Across genres, writers draw on legends, mythology, and folklore for inspiration and sometimes subversion in their work–both in individual stories, and across their entire careers. Sometimes we adapt that folklore faithfully and use it foundationally in our work; other times it’s a jumping-off point, a faint outline, a passing reference. How do we as writers connect to the folklore that has been passed down to us? How do we make these stories accessible to readers who might not be familiar with them? How much license do we have to reshape and reconfigure those stories in their retelling? How do we avoid appropriation (and can we) when using the folklore of cultures not our own?

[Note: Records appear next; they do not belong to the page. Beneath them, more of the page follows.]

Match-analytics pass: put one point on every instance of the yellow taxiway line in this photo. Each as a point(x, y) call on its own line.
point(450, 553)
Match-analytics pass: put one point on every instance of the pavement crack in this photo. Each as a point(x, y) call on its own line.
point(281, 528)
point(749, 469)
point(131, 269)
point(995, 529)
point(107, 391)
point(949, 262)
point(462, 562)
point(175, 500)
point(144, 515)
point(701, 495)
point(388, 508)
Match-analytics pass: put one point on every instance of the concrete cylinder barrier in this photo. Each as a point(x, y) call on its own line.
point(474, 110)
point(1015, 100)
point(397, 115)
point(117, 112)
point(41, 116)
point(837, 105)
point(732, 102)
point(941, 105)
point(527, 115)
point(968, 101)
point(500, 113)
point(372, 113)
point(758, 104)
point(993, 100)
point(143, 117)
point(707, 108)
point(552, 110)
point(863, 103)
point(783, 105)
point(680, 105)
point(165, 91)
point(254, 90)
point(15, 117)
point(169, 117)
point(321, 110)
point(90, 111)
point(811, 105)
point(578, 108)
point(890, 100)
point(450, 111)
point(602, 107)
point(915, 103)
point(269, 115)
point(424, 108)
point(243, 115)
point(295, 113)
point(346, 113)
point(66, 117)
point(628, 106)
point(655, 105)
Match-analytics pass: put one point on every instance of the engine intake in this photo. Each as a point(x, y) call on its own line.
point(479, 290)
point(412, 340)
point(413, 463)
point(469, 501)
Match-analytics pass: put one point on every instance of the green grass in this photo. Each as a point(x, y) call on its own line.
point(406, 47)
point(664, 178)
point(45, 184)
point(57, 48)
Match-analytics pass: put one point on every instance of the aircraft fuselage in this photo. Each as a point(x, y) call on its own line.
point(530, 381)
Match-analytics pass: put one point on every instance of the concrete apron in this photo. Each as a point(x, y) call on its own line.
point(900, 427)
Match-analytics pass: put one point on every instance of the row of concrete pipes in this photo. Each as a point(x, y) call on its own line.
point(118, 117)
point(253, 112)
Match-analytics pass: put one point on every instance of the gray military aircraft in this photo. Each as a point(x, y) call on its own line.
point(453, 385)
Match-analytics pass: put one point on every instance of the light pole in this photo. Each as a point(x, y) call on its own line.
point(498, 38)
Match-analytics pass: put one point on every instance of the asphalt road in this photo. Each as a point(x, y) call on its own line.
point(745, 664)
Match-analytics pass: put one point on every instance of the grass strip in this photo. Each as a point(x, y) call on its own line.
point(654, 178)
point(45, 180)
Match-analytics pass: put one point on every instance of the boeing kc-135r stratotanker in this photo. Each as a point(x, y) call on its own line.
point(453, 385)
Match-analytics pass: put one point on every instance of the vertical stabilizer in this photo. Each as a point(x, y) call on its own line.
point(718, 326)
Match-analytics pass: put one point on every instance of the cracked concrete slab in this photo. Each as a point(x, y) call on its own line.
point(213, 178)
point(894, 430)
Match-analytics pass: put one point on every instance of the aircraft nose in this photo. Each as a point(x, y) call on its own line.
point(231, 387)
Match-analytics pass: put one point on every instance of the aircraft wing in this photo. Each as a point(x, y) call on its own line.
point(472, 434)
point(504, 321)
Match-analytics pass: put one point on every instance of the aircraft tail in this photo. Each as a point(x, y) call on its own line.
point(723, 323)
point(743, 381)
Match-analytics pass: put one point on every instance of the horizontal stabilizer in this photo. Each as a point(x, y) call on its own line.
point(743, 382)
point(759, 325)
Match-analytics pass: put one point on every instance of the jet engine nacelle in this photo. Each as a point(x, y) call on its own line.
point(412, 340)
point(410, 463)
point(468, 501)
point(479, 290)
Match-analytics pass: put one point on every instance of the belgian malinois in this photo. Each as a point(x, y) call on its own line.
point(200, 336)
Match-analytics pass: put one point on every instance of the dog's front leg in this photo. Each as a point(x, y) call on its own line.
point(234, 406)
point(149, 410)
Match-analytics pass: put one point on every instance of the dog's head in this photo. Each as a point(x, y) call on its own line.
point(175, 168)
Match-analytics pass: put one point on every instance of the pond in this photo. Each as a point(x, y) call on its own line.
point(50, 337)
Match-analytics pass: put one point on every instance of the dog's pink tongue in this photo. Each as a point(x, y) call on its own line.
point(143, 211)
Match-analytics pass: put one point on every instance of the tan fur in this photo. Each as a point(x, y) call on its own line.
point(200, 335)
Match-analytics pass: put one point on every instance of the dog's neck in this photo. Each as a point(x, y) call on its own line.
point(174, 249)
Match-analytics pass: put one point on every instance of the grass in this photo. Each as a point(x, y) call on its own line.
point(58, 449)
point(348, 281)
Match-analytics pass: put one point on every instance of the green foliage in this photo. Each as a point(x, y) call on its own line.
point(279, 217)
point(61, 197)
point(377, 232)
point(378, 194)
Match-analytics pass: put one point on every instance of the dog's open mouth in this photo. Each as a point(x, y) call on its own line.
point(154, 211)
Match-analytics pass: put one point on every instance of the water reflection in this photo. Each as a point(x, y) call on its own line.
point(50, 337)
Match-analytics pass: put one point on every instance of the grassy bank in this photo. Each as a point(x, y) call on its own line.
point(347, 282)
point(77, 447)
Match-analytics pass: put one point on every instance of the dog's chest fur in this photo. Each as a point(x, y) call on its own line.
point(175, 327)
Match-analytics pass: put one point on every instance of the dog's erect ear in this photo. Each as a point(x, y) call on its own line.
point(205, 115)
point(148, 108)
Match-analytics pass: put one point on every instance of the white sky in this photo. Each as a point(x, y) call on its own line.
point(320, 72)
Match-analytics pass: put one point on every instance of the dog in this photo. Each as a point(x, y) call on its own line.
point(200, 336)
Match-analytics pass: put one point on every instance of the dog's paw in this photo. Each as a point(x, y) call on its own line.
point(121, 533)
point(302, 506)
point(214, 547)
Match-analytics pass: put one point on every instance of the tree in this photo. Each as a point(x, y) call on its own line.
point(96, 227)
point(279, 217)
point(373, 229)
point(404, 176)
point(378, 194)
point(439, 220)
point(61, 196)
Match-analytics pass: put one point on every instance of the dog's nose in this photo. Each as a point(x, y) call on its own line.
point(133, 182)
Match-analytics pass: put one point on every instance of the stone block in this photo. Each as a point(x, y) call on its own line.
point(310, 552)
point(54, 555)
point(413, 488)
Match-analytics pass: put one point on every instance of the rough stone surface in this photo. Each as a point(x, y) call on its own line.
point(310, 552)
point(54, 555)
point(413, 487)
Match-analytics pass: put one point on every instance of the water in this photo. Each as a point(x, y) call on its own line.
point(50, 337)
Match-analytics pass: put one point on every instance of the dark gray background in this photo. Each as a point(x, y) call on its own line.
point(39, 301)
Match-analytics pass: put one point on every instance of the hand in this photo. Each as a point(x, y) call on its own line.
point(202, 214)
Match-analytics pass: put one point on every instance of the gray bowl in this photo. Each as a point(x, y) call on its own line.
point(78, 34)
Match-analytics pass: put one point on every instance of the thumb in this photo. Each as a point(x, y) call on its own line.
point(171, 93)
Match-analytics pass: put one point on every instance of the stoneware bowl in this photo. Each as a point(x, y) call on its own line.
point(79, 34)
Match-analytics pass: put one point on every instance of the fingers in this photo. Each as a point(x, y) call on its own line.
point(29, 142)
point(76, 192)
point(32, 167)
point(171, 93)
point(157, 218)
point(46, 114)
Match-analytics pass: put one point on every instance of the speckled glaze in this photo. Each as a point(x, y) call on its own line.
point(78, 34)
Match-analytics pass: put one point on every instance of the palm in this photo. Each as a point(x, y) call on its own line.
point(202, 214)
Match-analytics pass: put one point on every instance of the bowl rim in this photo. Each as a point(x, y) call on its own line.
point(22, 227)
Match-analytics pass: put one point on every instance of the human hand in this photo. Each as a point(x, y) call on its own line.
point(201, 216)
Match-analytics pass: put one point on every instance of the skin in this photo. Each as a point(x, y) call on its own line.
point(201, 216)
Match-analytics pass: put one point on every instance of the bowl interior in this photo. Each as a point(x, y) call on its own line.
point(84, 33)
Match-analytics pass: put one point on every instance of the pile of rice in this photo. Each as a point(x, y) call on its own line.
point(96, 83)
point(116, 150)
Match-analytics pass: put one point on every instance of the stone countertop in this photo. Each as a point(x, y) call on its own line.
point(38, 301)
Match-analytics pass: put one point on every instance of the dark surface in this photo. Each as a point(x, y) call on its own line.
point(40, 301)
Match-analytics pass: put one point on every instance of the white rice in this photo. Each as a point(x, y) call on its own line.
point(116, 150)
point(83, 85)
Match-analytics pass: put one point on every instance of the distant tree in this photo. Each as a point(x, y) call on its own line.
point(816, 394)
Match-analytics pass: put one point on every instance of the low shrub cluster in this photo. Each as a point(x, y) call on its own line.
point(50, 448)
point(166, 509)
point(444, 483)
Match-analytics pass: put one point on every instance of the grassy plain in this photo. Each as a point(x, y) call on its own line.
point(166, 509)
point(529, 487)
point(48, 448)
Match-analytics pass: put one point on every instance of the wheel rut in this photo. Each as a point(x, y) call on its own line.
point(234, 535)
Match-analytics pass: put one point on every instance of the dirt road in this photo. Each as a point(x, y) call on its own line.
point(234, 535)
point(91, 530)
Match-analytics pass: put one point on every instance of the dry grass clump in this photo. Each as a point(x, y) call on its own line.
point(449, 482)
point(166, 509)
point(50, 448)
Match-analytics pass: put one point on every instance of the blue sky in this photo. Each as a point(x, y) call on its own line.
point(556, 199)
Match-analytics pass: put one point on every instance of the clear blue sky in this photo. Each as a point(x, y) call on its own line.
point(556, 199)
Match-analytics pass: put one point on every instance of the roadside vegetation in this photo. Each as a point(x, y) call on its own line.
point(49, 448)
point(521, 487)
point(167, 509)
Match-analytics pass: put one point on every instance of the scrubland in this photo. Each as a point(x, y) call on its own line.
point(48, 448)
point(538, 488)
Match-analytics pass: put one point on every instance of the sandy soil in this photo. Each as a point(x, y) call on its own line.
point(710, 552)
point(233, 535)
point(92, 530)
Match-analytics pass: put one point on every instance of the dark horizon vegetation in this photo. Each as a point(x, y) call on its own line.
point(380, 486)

This event will take place on  April 9th, 2021 at 7:00pm EST

This is a members only event, so make sure to Login (or register) and head over HERE to get the link to attend!

Moderator

Kari Maaren is a writer, cartoonist, musician, and academic whose first novel, the YA fantasy Weave a Circle Round, was published by Tor Books in 2017. It tied for the 2018 Copper Cylinder Award (YA category), was a finalist for the Andre Norton Award for Young Adult Science Fiction and Fantasy, and was shortlisted for the Sunburst Award (YA category). Kari has a completed webcomic, West of Bathurst, and an active one, the double-Aurora-winning It Never Rains, and she has produced two independent albums, Beowulf Pulled My Arm Off and Everybody Hates Elves. She lives in Toronto with too many musical instruments and an astounding number of books.

 

 

Panelists

KT Bryski is a Canadian author and podcaster. Her short fiction has appeared in Lightspeed, Nightmare, Augur, and Apex, among others, and her audio dramas are available wherever fine podcasts are found. She is the co-chair of the Ephemera Reading Series, a Parsec Award winner, and a past finalist for the Aurora and Sunburst Awards. Find her on Twitter @ktbryski.

 

 

 

 

When S.M. Carrière isn’t brutally killing your favourite characters, she spends her time teaching martial arts, live streaming video games, and cuddling her cat. In other words, she spends her time teaching others to kill, streaming her digital kills, and cuddling a furry murderer.

 

 

 

 

Tonya Liburd shares a birthday with Simeon Daniel and Ray Bradbury, which may tell you a little something about her. She is a 2017 and 2018 Rhysling nominee, and has been longlisted in the 2015 Carter V. Cooper (Vanderbilt)/Exile Short Fiction Competition. Her fiction is used in Nisi Shawl’s workshops, and in Tananarive Due’s black horror course at UCLA as examples of ‘code switching’. You can find her blogging at https://thespiderlilly.wordpress.com/ or on Twitter at @somesillywowzer, or you can join her Patreon at www.Patreon.com/TonyaLiburd.
 

 

 

Waubgeshig Rice  is an author and journalist from Wasauksing First Nation. He has written three fiction titles, and his short stories and essays have been published in numerous anthologies. His most recent novel, Moon of the Crusted Snow, was published in 2018 and became a national bestseller. He graduated from Ryerson University‘s journalism program in 2002, and spent most of his journalism career with the Canadian Broadcasting Corporation as a video journalist and radio host. He left CBC in 2020 to focus on his literary career. He lives in Sudbury, Ontario with his wife and two sons.